Il summit EU-USA che si è tenuto il 26 marzo nella capitale belga ha messo in rilievo il rafforzamento della partnership tra l’Unione Europea e gli Stati Uniti, che, come affermato dai leaders, si basa sui valori condivisi della democrazia, libertà individuale, la certezza del diritto e dei diritti umani, insieme ad uno sforzo maggiore per società ed economie sempre più aperte agli scambi.

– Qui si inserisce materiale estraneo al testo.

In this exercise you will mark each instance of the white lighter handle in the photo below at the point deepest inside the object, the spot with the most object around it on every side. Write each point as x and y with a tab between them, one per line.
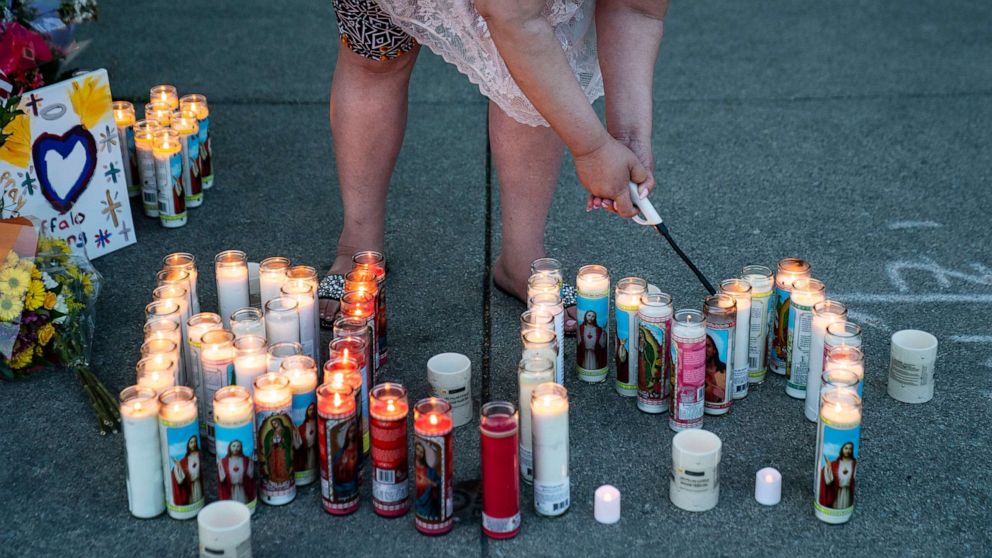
650	215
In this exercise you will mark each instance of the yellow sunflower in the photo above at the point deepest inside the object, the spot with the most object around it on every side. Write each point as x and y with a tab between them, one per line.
17	149
36	295
10	307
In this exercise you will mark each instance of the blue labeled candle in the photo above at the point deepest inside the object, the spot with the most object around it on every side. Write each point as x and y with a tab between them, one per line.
592	301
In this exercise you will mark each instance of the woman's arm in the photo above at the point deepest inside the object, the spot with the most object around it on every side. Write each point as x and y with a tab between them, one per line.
534	56
628	38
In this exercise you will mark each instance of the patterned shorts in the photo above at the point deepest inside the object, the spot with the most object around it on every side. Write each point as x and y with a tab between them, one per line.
368	31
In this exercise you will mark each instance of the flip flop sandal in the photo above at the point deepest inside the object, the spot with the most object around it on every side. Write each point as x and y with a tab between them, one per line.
331	287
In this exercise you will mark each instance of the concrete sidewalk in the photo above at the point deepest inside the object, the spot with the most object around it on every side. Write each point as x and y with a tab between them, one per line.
853	134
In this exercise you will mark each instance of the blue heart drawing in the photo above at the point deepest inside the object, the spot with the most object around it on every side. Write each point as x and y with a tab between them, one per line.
64	145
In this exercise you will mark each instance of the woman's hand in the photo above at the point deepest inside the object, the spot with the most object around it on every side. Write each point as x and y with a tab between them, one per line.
605	172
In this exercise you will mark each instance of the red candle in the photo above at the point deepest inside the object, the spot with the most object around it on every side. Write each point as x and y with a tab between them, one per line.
500	470
388	408
432	450
337	429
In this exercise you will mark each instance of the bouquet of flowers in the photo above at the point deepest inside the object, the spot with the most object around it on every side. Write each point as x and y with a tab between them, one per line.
47	304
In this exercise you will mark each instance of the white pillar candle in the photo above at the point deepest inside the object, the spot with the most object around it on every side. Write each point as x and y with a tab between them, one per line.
825	312
694	484
627	303
741	291
768	486
247	321
762	286
282	322
551	303
271	276
806	293
251	360
606	508
139	421
531	372
231	270
300	291
549	429
182	458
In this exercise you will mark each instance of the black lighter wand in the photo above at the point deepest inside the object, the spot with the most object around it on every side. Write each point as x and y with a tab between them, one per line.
651	217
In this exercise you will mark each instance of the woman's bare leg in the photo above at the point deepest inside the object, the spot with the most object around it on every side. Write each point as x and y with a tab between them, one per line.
368	120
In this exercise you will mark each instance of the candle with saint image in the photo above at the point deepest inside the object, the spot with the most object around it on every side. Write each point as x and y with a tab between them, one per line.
388	409
271	276
789	270
838	440
339	452
499	432
531	372
231	270
302	373
740	290
182	460
234	419
762	282
433	466
144	136
306	311
592	302
376	262
139	422
251	360
720	311
806	293
124	119
183	261
627	303
549	429
274	438
825	313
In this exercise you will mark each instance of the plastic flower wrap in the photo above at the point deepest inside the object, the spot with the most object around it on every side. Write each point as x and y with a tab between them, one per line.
47	312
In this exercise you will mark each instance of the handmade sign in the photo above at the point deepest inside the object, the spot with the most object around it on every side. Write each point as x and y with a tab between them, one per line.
61	163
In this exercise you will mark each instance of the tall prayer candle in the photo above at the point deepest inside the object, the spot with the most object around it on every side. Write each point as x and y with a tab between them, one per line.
688	370
789	269
144	136
282	321
274	438
721	319
838	439
306	310
302	373
825	313
182	460
805	294
376	262
139	421
531	372
654	352
500	469
231	270
592	286
549	428
169	176
433	464
198	104
271	276
234	418
339	451
762	286
388	408
740	290
251	360
627	303
124	119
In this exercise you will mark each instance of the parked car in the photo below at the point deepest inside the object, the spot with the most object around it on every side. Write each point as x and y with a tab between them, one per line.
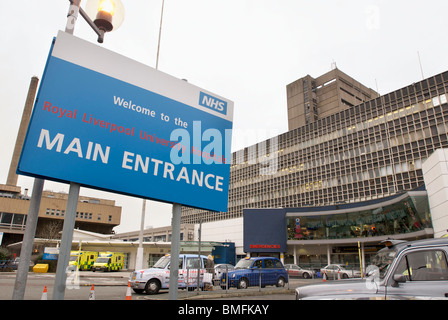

Il Presidente americano Barack Obama ha discusso insieme al Consiglio e Commissione di molti temi. Il primo è stato la situazione in Ucraina. I leaders hanno affermato che l’Ucraina ha il diritto di scegliere il proprio futuro. La Russia deve scendere a patti politici evitando di destabilizzare i propri vicini. Uno degli obiettivi di questo incontro è stato quello di parlare di crescita economica e creazione di nuovi posti di lavoro. Crescita che deve avvenire in maniera bilanciata. Alla crescita è associato il partenariato translatlantico per gli investimenti e il commercio (TTIP) che si compone di 3 miliardi di euro in accordi bilaterali 13 milioni di nuovi posti di lavoro sulle due sponde dell’Atlantico. Al TTIP bisogna aggiungere le contrattazioni che i due partner stanno svolgendo presso il WTO per quanto riguarda il libero commercio e l’allentamento delle dogane per i prodotti europei. L’accordo in programma presso l’Organizzazione Mondiale del Commercio, basato sulla crescita economica sostenibile, deve tenere in conto anche i rischi che derivano dall’imperante cambiamento climatico che non crea danni solo di natura meteorologica ma è un vero e proprio fardello che pesa sul prezzo di molti prodotti. Per ovviare a questo,i due partner hanno concluso di intensificare il lavoro sulla ricerca di energie alternative che impattino meno possibile sull’ambiente. Ma ciò non si può fare senza considerare il ruolo chiave che le fonti energetiche hanno anche nelle crisi politiche. Obama ha parlato dei rifornimenti di gas e ha dichiarato alla stampa che gli Stati Uniti sono pronti a supplire alla mancanza russa. Chiaro che questo supporto statunitense non deriverebbe dalle riserve nazionali (che non bastano agli stessi Stati Uniti) ma dall’appoggio di altri partner commerciali non collegati con la politica estera di Vladimir Putin.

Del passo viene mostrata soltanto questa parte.